I have this psychic ability. I can predict the new season of Netflix films before these films are even announced!
To illustrate, I’ve been brainstorming here, a list of great ideas for innovative new films from Netflix Studios. The elevator pitches, below. What do you think!?!?! Amazing, huh?
A group of teenagers goes camping in a cabin in the woods, and at night, some of them start disappearing because OMG THERE’S SOMETHING OUT THERE!!!!
Aliens are invading Earth, and it looks bad, but a group of superheroes team up and fight them with all their combined powers!!!!
Boy meets girl, and they really hate each other, but then [something happens here] that throws them together and they discover that they don’t really hate each other at all! What a surprise! They can’t live without one another!!!!
On vacation in Italy (or India or Mexico or Russia or China), the beautiful, bright, teen-aged boy (or girl) of a mild-mannered single Mom (or Dad) is killed in crossfire between criminals.
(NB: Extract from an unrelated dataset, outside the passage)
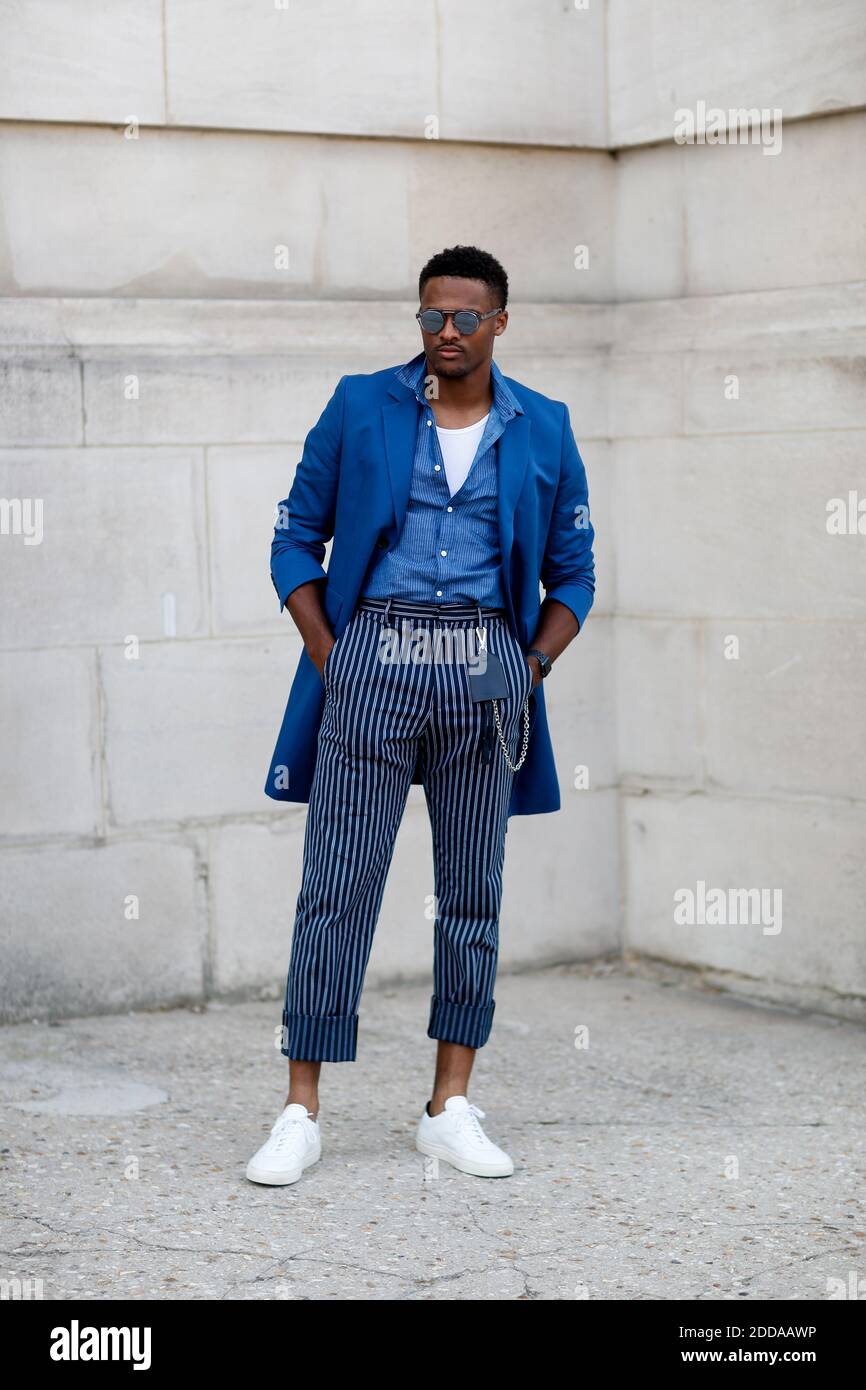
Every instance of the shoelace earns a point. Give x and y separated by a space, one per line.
284 1129
470 1118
Mom (or Dad) then takes a crash course in becoming a killing machine and hunts them all down like dogs!!!!
After the divorce (or the death of the young husband), a woman reluctantly takes a trip to [exotic place here], where she discovers her true self and finds the real meaning of love!!!! The real meaning is (choose one): a) you have to love yourself first!!!! or b) you have to bury the ego and become focused on loving!!!! (so deep, huh?)
Married guy finds himself in lust with X, only to discover, when he gets with her, that she’s a psycho killer in league with (Satan, the Illuminati, the Russian mob, aliens from Alpha Draconis, an evil AI or corporation bent upon world domination)!!!!
Woman marries the dream guy, Mr. X, only to discover, when she gets with him, that he’s a psycho killer in league with (Satan, the Illuminati, the Russian mob, aliens from Alpha Draconis, an evil AI or corporation bent upon world domination)!!!!
He’s the perfect candidate—young, charming, good-liking, kind—the antidote to the weariness of the country—but once he’s in office, people start figuring out that he is actually controlled by (Satan, the Illuminati, the Russian mob, aliens from Alpha Draconis, an evil AI or corporation bent upon world domination)!!!!
Three friends go on a road trip, and what a wild and wacky time it is because–are you ready for this?–they’re all virgins and don’t wannabe!!! (parental guidance suggested)
Three guys wake up in a hotel room in (Vegas, Reno, Bangkok) and don’t remember what happened last night, but when they do. . . .
There. And guess what, I have twelve more ideas EVERY BIT AS ORIGINAL AS THESE ARE!!!! Eerie, huh? And I still have plenty of exclamation marks left over!!!!!!!
I know. I make this look easy, as though a nine-year-old could do it. (Come to think of it, it must be nine-year-olds who do it.)